When we look at the distribution of conferences, Princeton and UCL stand out as having very little NLP-specific research, with nearly all of their papers in ICML and NIPS. Stanford, Berkeley and MIT also seem to focus more on machine learning algorithms. In contrast, Edinburgh, Johns Hopkins and University of Maryland have most of their publications on NLP-related conferences. CMU, Microsoft and Columbia are the most balanced among the top publishers, with roughly 50:50 division between NLP and ML.

We can also plot the number of publications per year, focusing on the top 15 institutions.

Carnegie Mellon has a very good track record, but has only just recently overtaken Microsoft as the top publisher. Google, MIT, Berkeley, Cambridge and Princeton have also stepped up their publishing game, showing upward trends in the recent years. The sudden drop for 2016 is due to incomplete data – at the time of writing, ACL, EMNLP and NIPS papers for this year are not available yet.

Now let’s look at the same graphs but for individual authors.

Chris Dyer comes out on top with 50 papers. This result is even more impressive given that he started with just 2 papers in 2012, then rocketing to the top by quite a margin in 2015. Almost all of his papers are in NLP conferences, with only 1 paper each for NIPS and ICML. Noah Smith, Chris Manning and Dan Klein rank 2nd-4th, with more stable publishing records, but also focusing mainly on NLP conferences. In contrast, Zoubin Ghahramani, Yoshua Bengio and Lawrence Carin are focused mostly on machine learning algorithms.

There seems to be a clear separation between the two research communities, with researchers specialising to publishing either in NLP or ML. This seems somewhat unexpected, especially considering the widespread trend of publishing novel neural network architectures for NLP tasks. Both fields would probably benefit from slightly tighter integration in the future.

I hope this little analysis was interesting to fellow researchers. I’m happy to post an update some time in the future, to see how things have changed. In the meantime, let me know if you find any bugs in the statistics.

Update: As requested, I’ve also added the statistics for first authors with highest publication counts. Jiwei Li from Stanford towers above others with 14 publications. William Yang Wang (CMU), Young-Bum Kim (Microsoft), Manaal Faruqui (CMU), Elad Hazan (Princeton), and Eunho Yang (IBM) have all managed an impressive 9 first-author publications.
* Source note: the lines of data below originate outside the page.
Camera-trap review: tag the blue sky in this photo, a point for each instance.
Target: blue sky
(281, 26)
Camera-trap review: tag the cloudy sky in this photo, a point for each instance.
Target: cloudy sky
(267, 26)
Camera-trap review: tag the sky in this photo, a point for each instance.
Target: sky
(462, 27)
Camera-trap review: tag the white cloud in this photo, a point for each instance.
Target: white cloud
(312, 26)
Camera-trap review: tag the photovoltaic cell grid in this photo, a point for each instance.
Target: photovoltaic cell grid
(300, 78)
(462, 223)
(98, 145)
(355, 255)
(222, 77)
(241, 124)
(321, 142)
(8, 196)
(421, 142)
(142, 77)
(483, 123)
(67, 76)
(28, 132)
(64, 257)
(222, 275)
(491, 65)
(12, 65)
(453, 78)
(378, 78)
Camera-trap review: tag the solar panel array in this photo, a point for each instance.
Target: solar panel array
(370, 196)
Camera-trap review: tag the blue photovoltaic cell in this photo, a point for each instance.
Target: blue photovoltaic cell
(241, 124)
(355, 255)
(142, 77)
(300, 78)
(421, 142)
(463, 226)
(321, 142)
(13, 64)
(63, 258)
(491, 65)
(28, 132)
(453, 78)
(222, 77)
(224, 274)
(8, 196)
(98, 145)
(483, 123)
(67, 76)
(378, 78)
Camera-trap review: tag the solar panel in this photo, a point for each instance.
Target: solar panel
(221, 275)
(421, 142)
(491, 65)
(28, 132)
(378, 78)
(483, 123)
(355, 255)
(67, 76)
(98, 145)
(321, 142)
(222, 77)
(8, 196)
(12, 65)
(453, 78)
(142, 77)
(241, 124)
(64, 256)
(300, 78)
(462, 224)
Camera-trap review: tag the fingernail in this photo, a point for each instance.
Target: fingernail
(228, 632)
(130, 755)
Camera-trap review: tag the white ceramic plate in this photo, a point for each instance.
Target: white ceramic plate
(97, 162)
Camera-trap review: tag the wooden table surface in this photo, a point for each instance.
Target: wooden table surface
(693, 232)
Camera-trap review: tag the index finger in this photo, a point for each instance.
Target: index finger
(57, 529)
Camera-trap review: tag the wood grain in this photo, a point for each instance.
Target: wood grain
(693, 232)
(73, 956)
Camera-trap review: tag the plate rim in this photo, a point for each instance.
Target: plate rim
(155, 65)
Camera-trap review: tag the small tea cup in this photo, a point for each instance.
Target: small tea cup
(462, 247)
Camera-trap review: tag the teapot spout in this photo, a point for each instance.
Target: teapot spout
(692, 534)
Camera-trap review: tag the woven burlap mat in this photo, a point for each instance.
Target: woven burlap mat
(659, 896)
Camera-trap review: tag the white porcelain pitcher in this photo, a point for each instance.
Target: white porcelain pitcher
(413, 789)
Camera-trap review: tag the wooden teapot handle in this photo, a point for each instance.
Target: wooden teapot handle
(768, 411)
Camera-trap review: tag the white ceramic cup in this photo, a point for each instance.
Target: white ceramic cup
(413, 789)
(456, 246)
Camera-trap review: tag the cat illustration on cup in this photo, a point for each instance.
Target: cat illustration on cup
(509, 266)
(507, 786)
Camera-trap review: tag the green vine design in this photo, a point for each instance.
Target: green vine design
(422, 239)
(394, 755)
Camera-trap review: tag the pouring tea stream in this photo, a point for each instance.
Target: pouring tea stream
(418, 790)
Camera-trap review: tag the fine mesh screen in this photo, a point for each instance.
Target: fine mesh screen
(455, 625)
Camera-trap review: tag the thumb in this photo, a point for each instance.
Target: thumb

Update 2: Added a fix for Jordan Boyd-Graber who publishes under Jordan L. Boyd-Graber in NIPS.

Update 3: Added a fix for Hal Daumé III, mapping together different spellings.

Update 4: By showing top N authors on the graphs, some authors with equal numbers of publications were being excluded. I’ve adjusted the value N for each graph so this doesn’t happen.

Update 5: Added a fix for Pradeep K. Ravikumar who also publishes under Pradeep Ravikumar.

Update 6: Added fixes to capture name variations for INRIA.